Both think they know how to beat the system.

Both are tragically deceived.

We all make mistakes. And in our youth we tend to make more of them. We are fervor without perspective, hormones without accountability.

How much, though, are we really growing up?

The spirit of the age, in many people well beyond adolescence, is unchecked rage.

We are mad all the time, at everyone, about everything.

We are suckers for digital manipulation. We believe the worst about our neighbor, particularly the ones who differ from us in one way of another.

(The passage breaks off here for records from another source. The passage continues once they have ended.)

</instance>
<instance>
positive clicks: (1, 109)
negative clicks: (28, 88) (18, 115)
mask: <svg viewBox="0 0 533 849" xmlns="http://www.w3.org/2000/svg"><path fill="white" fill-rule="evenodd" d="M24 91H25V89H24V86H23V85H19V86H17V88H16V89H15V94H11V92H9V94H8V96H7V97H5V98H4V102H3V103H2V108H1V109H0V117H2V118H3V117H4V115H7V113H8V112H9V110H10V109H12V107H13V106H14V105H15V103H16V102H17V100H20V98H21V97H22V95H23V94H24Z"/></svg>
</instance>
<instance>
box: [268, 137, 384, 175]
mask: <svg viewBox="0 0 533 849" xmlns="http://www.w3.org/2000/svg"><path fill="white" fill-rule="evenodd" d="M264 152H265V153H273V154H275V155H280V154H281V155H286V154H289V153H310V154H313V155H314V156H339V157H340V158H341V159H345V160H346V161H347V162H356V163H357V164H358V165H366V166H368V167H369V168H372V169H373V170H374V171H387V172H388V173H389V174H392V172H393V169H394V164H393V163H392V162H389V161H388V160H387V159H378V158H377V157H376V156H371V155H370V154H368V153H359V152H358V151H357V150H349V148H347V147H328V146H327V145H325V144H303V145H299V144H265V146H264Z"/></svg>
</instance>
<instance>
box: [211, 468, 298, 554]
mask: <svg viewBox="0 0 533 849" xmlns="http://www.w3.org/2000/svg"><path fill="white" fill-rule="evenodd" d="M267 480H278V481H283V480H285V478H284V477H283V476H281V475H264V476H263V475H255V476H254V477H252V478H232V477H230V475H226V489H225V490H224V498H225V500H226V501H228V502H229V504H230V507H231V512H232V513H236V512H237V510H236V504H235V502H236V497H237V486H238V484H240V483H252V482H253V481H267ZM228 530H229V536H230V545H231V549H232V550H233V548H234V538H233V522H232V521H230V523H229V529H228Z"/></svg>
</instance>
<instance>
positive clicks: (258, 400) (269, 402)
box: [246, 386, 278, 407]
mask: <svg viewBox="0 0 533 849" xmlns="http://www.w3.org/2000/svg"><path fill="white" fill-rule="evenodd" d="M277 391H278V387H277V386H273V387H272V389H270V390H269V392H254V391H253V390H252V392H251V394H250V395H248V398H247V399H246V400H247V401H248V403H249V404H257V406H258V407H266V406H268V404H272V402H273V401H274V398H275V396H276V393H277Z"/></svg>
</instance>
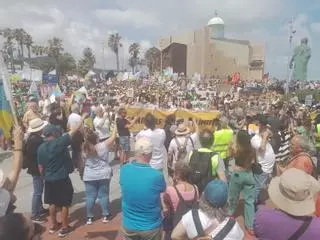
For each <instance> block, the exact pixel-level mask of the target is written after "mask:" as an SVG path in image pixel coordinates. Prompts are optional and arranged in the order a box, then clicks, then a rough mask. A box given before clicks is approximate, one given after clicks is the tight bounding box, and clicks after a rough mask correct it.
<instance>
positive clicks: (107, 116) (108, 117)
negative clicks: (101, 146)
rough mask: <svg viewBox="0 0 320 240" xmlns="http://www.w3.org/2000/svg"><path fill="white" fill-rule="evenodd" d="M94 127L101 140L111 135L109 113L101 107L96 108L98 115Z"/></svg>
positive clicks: (108, 136) (95, 118) (96, 116)
mask: <svg viewBox="0 0 320 240" xmlns="http://www.w3.org/2000/svg"><path fill="white" fill-rule="evenodd" d="M93 125H94V128H95V130H96V132H97V134H98V136H99V141H101V142H103V141H105V140H107V139H108V138H109V137H110V119H109V114H108V113H107V112H104V111H103V109H102V108H101V107H98V108H97V110H96V117H95V118H94V120H93Z"/></svg>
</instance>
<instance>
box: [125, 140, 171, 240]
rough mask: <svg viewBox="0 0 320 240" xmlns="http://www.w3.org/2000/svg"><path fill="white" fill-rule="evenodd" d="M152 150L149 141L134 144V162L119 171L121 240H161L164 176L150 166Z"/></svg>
mask: <svg viewBox="0 0 320 240" xmlns="http://www.w3.org/2000/svg"><path fill="white" fill-rule="evenodd" d="M152 150H153V146H152V143H151V141H150V140H149V139H147V138H140V139H138V140H137V142H136V143H135V160H134V161H132V162H131V163H129V164H126V165H125V166H123V167H122V168H121V169H120V186H121V192H122V212H123V216H122V232H123V236H124V239H126V240H130V239H132V240H133V239H141V240H149V239H154V240H160V239H161V237H162V230H161V222H162V216H161V198H160V194H161V193H162V192H164V191H165V188H166V184H165V180H164V177H163V174H162V173H161V172H160V171H158V170H156V169H153V168H152V167H151V166H150V164H149V163H150V160H151V159H152Z"/></svg>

The notion that your political enemies are all pedophiles (and your friends aren’t) is a hackneyed cliché that for some never gets old.

Meanwhile, charismatic leaders arise everywhere encouraging people to cast off restraint and unshackle themselves from the boring confines of decency.

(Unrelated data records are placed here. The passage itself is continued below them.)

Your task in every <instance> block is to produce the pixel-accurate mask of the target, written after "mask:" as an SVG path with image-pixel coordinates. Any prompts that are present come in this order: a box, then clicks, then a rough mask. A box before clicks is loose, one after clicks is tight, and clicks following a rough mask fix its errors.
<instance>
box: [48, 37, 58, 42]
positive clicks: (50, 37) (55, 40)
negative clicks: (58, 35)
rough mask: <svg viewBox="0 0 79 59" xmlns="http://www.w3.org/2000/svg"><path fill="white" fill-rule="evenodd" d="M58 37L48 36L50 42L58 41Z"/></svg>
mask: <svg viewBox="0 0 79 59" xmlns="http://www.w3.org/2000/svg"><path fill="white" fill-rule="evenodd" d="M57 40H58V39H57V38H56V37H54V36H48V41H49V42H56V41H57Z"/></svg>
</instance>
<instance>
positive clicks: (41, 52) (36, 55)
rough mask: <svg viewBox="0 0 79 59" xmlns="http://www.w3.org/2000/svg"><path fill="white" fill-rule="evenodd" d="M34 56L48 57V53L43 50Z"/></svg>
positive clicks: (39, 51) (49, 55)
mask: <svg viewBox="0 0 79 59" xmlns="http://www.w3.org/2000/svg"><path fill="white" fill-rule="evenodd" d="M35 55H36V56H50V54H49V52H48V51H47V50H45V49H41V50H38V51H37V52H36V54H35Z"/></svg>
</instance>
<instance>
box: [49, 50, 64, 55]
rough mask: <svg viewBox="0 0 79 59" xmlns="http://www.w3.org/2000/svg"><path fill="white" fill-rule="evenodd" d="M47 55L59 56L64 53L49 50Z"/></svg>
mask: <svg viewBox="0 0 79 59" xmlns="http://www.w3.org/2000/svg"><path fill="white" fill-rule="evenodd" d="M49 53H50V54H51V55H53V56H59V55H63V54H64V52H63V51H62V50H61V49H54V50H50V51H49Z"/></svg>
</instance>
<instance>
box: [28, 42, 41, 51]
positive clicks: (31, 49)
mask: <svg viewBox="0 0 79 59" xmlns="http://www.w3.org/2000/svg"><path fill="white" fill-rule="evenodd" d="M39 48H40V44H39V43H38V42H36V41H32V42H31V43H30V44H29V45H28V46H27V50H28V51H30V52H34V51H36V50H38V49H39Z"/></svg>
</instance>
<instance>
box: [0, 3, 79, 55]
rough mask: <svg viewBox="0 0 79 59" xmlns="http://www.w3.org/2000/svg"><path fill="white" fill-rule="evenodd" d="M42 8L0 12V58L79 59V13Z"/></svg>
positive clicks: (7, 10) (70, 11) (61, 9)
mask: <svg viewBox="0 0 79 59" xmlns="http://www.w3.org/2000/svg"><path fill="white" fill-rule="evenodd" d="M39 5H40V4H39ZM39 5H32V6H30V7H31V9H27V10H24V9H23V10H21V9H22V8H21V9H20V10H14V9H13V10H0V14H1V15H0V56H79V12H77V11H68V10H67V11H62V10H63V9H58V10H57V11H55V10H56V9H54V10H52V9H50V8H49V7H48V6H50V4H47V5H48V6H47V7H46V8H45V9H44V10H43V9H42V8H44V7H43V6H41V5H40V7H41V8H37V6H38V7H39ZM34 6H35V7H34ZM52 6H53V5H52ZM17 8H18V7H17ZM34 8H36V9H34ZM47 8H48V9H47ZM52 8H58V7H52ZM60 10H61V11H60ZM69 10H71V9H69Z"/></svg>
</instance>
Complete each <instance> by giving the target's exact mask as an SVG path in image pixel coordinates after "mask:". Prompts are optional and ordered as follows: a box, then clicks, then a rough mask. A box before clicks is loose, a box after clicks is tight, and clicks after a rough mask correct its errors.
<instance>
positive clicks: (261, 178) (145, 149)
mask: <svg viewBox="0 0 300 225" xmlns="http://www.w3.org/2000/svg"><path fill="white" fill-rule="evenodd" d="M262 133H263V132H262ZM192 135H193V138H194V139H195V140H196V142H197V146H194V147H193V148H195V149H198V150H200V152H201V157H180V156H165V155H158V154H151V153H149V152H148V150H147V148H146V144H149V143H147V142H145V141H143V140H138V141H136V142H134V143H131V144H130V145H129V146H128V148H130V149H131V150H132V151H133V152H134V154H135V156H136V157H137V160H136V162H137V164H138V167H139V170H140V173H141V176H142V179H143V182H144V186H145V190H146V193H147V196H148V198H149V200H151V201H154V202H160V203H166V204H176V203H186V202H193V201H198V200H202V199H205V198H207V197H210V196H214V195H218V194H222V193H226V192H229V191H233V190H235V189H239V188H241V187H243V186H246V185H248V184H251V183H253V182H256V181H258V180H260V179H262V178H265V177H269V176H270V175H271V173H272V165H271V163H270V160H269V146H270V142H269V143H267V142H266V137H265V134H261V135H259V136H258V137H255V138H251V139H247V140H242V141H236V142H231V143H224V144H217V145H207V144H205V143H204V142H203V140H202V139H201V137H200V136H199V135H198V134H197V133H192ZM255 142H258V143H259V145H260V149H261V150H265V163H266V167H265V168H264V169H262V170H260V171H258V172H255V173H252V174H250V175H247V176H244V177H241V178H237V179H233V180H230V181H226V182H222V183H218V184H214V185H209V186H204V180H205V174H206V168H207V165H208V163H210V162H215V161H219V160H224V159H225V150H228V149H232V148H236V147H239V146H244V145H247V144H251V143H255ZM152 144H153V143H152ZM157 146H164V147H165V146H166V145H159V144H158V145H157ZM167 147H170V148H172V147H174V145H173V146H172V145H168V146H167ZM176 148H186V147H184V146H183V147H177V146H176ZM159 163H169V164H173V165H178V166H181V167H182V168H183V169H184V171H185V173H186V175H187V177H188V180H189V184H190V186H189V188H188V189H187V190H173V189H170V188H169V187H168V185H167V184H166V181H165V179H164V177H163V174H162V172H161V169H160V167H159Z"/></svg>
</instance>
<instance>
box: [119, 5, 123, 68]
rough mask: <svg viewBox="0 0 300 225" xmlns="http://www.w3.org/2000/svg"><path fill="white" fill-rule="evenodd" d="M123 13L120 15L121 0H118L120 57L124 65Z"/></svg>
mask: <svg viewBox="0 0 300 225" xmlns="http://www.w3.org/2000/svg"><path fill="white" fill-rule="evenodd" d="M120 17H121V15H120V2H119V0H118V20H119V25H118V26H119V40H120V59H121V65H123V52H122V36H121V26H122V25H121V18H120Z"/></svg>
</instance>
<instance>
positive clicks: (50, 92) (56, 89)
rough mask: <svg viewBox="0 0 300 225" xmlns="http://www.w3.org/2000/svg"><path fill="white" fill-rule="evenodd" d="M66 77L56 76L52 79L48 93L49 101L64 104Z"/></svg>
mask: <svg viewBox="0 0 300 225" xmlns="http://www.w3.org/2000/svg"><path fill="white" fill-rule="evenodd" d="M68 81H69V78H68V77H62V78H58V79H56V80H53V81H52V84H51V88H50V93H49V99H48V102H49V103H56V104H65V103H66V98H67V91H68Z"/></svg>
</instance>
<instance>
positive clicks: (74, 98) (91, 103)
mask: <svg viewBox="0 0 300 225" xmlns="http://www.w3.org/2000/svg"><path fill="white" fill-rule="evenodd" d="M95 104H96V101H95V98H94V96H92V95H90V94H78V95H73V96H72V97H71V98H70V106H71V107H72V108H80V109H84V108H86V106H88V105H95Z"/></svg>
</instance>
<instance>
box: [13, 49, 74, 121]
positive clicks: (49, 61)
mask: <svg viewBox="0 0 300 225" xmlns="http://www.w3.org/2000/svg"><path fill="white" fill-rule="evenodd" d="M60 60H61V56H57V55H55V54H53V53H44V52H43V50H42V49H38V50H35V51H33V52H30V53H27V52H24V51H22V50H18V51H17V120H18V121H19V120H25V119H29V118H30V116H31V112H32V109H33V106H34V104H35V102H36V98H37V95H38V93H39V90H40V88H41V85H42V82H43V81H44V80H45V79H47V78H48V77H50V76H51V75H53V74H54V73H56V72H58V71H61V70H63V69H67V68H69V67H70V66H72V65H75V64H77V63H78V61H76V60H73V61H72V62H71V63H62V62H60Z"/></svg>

You want to say those words?

You want to mock that person who bugs you?

You want to punch that guy in the face?

You want to push that kid down a flight of stairs?

Do it.

And laying aside that all of these choices may have immediate, unpleasant consequences, the charismatic leader, who will not experience the consequences, and will tell their disappointed followers that’s not what they meant, stirs the grievances of the frustrated. And with hats, and flags, stickers, and slogans, they will draw frustrated people to their side to identify with a cause that may provide a sense of identity, progress, and power.

But this idea of casting off restraint is the precise description of the person with no vision, no guidance, and no understanding. Proverbs 29:18 (NIV) says: “Where there is no revelation, people cast off restraint; but blessed is the one who heeds wisdom’s instruction.”

When we choose to forgo accountability, we have the freedom both to innovate and deviate. The schemer and the fool both remind us that the latter may be more likely than the former. And the charismatic leader counts on it.

We all like to think ourselves impervious to deception, incapable of joining a destructive movement.

History shows, however, that we are not.

And history repeats itself, in broad daylight, every single day.

Sadly, ugly is not something we just outgrow.

So let us beware the invitation to do someone harm, even where we feel they deserve it.

And let us interrogate our own tendency to dismiss conventional wisdom, or common knowledge in favor of an enticing shortcut.

Let us innovate, but not mistake manipulation for innovation.

Sometimes a long path avoids destruction.

Sometimes the road is hard for a reason.